Performance of Chat Generative Pre-trained Transformer-4o in the Adult Clinical Cardiology Self-Assessment Program

Abdulaziz Malik; Christopher Madias; Benjamin S Wessler

doi:10.1093/ehjdh/ztae077

Performance of Chat Generative Pre-trained Transformer-4o in the Adult Clinical Cardiology Self-Assessment Program

Eur Heart J Digit Health. 2024 Oct 21;6(1):155-158. doi: 10.1093/ehjdh/ztae077. eCollection 2025 Jan.

Authors

Abdulaziz Malik¹, Christopher Madias¹, Benjamin S Wessler¹

Affiliation

¹ Cardiovascular Center, Tufts Medical Center, 800 Washington Street, Boston, MA 02111, USA.

Abstract

Aims: This study evaluates the performance of OpenAI's latest large language model (LLM), Chat Generative Pre-trained Transformer-4o, on the Adult Clinical Cardiology Self-Assessment Program (ACCSAP).

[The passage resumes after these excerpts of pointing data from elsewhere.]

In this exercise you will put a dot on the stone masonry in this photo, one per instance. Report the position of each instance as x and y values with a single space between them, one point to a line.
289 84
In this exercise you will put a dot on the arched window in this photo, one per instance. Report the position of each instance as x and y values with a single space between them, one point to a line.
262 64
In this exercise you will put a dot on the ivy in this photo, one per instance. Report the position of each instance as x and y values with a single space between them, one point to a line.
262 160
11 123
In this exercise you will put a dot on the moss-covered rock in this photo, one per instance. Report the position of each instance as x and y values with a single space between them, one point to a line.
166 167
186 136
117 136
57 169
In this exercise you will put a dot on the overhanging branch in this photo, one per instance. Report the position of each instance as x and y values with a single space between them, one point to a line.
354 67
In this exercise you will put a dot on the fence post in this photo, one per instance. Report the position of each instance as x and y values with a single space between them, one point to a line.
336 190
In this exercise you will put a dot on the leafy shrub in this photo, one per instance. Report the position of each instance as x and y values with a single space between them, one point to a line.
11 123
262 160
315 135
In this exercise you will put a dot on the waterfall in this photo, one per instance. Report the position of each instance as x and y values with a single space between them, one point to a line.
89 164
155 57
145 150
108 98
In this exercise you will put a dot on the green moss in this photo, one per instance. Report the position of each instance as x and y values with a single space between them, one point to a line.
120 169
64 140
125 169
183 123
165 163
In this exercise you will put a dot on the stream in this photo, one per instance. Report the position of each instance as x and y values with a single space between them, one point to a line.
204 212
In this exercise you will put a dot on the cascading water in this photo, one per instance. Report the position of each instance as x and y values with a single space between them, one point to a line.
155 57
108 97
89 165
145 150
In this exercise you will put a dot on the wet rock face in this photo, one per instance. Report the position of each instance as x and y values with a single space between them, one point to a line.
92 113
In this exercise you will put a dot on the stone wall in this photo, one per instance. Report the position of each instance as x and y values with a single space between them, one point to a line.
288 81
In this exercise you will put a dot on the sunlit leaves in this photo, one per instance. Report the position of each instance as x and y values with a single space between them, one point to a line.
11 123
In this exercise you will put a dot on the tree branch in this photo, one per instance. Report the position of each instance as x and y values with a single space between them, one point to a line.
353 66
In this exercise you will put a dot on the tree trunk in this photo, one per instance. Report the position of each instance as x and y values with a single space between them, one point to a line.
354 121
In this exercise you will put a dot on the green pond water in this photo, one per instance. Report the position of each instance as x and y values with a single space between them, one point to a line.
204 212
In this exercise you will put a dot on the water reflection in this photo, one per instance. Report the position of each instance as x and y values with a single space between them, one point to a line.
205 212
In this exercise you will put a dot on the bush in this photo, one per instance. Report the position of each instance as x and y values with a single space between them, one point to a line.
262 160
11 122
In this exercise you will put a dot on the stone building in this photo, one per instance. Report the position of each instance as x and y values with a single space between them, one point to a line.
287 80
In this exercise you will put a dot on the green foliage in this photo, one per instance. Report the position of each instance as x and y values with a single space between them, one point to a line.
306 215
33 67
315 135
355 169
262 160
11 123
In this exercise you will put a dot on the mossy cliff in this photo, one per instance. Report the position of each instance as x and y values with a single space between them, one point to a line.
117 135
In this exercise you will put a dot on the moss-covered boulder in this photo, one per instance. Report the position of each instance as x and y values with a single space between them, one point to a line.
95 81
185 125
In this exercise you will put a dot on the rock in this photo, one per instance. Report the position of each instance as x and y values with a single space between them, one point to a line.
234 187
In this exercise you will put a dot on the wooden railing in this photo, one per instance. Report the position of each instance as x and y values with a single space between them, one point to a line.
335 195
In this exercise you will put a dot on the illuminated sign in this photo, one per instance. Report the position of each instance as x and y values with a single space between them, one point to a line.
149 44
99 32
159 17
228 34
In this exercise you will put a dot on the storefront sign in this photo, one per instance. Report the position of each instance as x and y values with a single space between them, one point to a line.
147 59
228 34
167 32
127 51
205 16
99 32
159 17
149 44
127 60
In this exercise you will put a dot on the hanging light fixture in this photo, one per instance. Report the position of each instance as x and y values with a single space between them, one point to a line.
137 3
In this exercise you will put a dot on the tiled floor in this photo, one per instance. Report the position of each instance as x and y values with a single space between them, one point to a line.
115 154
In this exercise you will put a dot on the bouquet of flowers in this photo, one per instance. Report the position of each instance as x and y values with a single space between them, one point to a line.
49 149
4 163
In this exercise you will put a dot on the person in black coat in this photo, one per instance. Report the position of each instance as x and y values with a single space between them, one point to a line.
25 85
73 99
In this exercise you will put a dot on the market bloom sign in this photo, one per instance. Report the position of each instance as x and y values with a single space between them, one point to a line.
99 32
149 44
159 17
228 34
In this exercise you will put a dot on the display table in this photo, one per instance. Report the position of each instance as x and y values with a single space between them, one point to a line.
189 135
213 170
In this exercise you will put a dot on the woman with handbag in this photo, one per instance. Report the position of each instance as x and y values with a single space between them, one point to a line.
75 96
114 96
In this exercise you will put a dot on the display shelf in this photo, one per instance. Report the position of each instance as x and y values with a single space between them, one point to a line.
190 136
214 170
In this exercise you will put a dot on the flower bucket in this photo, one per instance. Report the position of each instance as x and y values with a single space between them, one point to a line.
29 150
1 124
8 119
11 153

Methods and results: Chat Generative Pre-trained Transformer-4o was tested on 639 ACCSAP questions, excluding 45 questions containing video clips, resulting in 594 questions for analysis. The questions included a mix of text-based and static image-based [electrocardiogram (ECG), angiogram, computed tomography (CT) scan, and echocardiogram] formats. The model was allowed one attempt per question. Further evaluation of image-only questions was performed on 25 questions from the database. Chat Generative Pre-trained Transformer-4o correctly answered 69.2% (411/594) of the questions. The performance was higher for text-only questions (73.9%) compared with those requiring image interpretation (55.3%, P < 0.001). The model performed worse on questions involving ECGs, with a correct rate of 56.5% compared with 73.3% for non-ECG questions (P < 0.001). Despite its capability to interpret medical images in the context of a text-based question, the model's accuracy varied, demonstrating strengths and notable gaps in diagnostic accuracy. It lacked accuracy in reading images (ECGs, echocardiography, and angiograms) with no context.

Conclusion: Chat Generative Pre-trained Transformer-4o performed moderately well on ACCSAP questions. However, the model's performance remains inconsistent, especially in interpreting ECGs. These findings highlight the potential and current limitations of using LLMs in medical education and clinical decision-making.

Keywords: Artificial intelligence; Large language models; Medical education.